We need to define those changes:

Sherin, J. E., & Nemeroff, C. B. (2011). Post-traumatic stress disorder: the neurobiological impact of psychological trauma. Dialogues Clin Neurosci, 13(3), 263-278.

table1 Table I. Summary of neurobiological features with identified abnormalities and functional implications in patients with post-traumatic stress disorder. CRH, corticotropin-releasing hormone; 5HT, serotonin; GABA, γ-aminobutyric acid; NPY, neuropeptide Y; ACTH, adrenocorticotropin; NE, norepinephrine; CSF, cerebrospinal fluid

Additionally, other studies have demonstrated reduced amygdala volume in PTSD patients. It should come as no surprise that ASD features many of the same neurobiological changes (especially hypocortisolism) as PTSD, although quantitative differences may not correlate with symptom burden.

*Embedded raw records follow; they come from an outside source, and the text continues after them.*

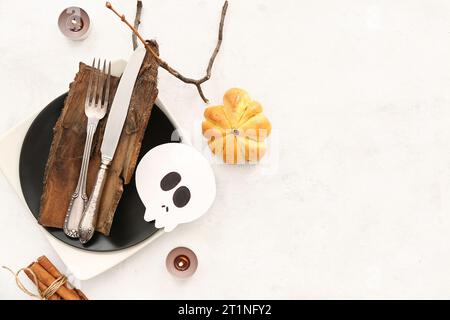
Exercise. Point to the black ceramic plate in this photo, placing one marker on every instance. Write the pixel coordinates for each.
(129, 227)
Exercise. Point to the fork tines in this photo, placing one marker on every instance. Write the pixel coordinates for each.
(98, 80)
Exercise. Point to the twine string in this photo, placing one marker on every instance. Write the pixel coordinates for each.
(42, 295)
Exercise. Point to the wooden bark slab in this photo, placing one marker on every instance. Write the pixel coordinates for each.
(64, 160)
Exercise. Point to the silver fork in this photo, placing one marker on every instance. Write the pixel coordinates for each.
(95, 110)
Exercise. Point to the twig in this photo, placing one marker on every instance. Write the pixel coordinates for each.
(137, 22)
(165, 65)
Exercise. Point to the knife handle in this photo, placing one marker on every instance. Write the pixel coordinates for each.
(88, 222)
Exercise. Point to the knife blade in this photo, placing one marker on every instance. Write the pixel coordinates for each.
(116, 119)
(121, 102)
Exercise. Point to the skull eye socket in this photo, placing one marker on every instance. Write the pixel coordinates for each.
(170, 181)
(181, 196)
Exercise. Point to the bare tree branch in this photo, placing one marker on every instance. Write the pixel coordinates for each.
(137, 22)
(165, 65)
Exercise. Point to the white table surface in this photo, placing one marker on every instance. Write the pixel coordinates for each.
(358, 91)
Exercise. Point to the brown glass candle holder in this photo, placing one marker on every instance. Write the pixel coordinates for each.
(181, 262)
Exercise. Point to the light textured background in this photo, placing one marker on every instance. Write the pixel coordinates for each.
(359, 95)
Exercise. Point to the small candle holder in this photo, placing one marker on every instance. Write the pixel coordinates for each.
(74, 23)
(181, 262)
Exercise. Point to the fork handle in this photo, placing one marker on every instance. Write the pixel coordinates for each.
(88, 221)
(79, 198)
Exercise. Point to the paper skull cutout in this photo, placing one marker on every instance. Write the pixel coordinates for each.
(176, 184)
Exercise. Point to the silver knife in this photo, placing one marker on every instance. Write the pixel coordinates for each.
(116, 120)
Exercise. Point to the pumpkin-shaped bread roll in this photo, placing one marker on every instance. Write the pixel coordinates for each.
(237, 129)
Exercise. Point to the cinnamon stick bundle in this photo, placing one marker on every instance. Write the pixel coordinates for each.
(46, 274)
(64, 160)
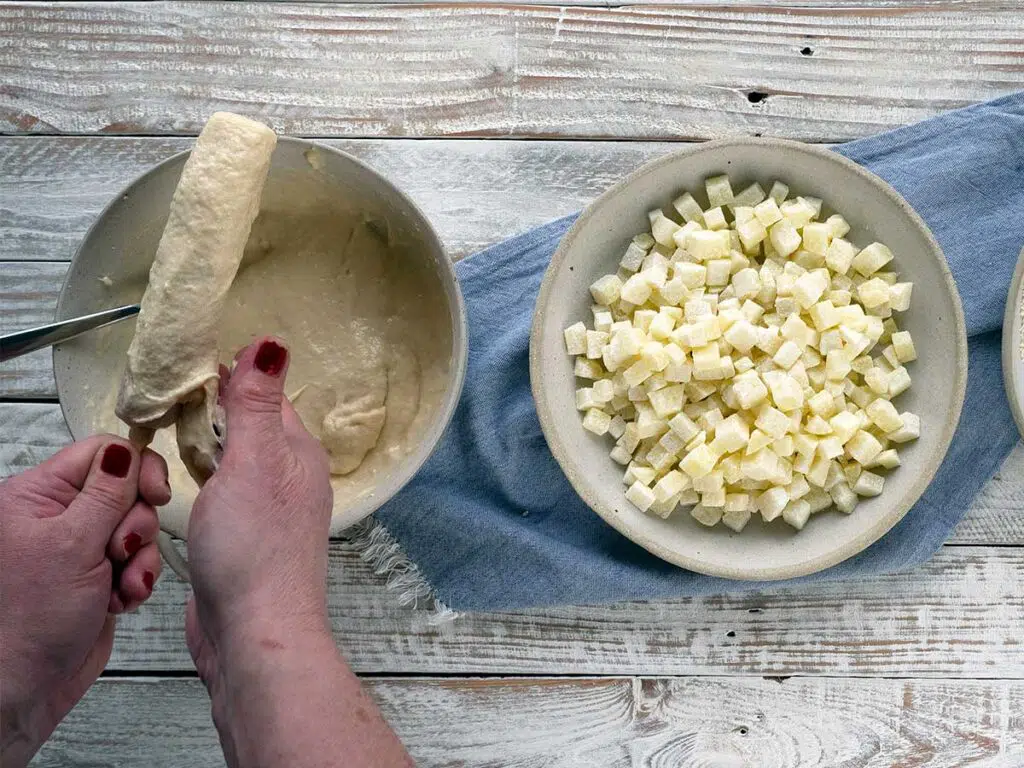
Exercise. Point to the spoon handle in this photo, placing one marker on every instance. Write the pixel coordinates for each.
(23, 342)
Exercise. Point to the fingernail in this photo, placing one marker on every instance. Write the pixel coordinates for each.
(133, 543)
(270, 357)
(117, 461)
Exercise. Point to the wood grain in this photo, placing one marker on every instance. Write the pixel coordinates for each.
(958, 616)
(658, 72)
(610, 722)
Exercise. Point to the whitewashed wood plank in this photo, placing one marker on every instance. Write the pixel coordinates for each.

Marshall, R. D., & Garakani, A. (2002). Psychobiology of the acute stress response and its relationship to the psychobiology of post-traumatic stress disorder. Psychiatr Clin North Am, 25(2), 385-395.

Studies of the acutely traumatized have found that those individuals who are at increased risk for chronic PTSD are relatively more likely to experience a more severe acute emotional reaction. This includes not only the intensity of emotions such as fear, anxiety, and/or despair, but also dissociative experiences and cognitive disruption. This clinical picture, in turn, is associated with increased heart rate, increased skin conductance, and relatively lower levels of blood cortisol compared to those who will not develop PTSD (discussed later in this article). However, an interesting caveat to this generalization is that the presence of acute dissociative symptoms appears to mediate the intensity of the peripheral sympathetic nervous system response. Griffin et al. found that peritraumatic dissociation was associated with both greater severity of PTSD symptoms, and relatively greater suppression of autonomic physiologic responses.

Similarly, more recent research confirms the expectation that comparable neuroanatomic changes occur in ASD as with those seen in PTSD (particularly amygdala activation). In summary: ASD and PTSD share many neurobiological characteristics.

In contrast, adjustment disorder (sometimes referred to as "situational depression") is far more nebulous. It can be acute or chronic, and it can present in a variety of ways to the extent that its existence has been contested as ‘a progression threshold from normal human adaptation under conditions of stress, change, and loss, into the dark web of “mental illness.”’ In the linked article, John Daniels argues that adjustment disorder should be treated as a collection of behavioral responses to normal emotional states that can act as a precursor to better-characterized clinical pathologies like anxiety disorder, depression, and conduct disorder. This group of behaviors, Daniels contends, should be treated with counseling instead of pharmaceutical "brief therapies" that might be better served in combating the biochemical changes seen in ASD. There is an abundance of literature regarding the lack of rigorous study of adjustment disorder (a,b).

Or is it more analogous to depression, where (if I understand correctly!) research on how the brain responds to depression isn't necessarily analogous to how the brain responds to feeling "sad"...

Ultimately, your analogy here is good for differentiating between the two possibilities you identified in being "sub"-PTSD (duration [ASD] vs. intensity [adjustment disorder]). Generally speaking, ASD has a similar neurobiological profile to PTSD with respect to chemical, physiological, and anatomic changes. To use your words, adjustment disorder "isn't necessarily analogous" to PTSD and rather encompasses a broad spectrum of (possibly normal) emotional responses to both acute and chronic stressors. This tracks with our understanding of other diseases: matching symptoms of variable duration are more likely to have the same underlying etiology (e.g. a mild runny nose lasting one week might be correctly ascribed to a host of different viral causes) as compared to symptoms of varying intensity that bear a passing resemblance to each other (e.g. rhinorrhea caused by a cluster headache doesn't implicate a virus).

You may find additional pertinent information on (and in the citations of) the Wikipedia pages for PTSD, ASD, and adjustment disorder.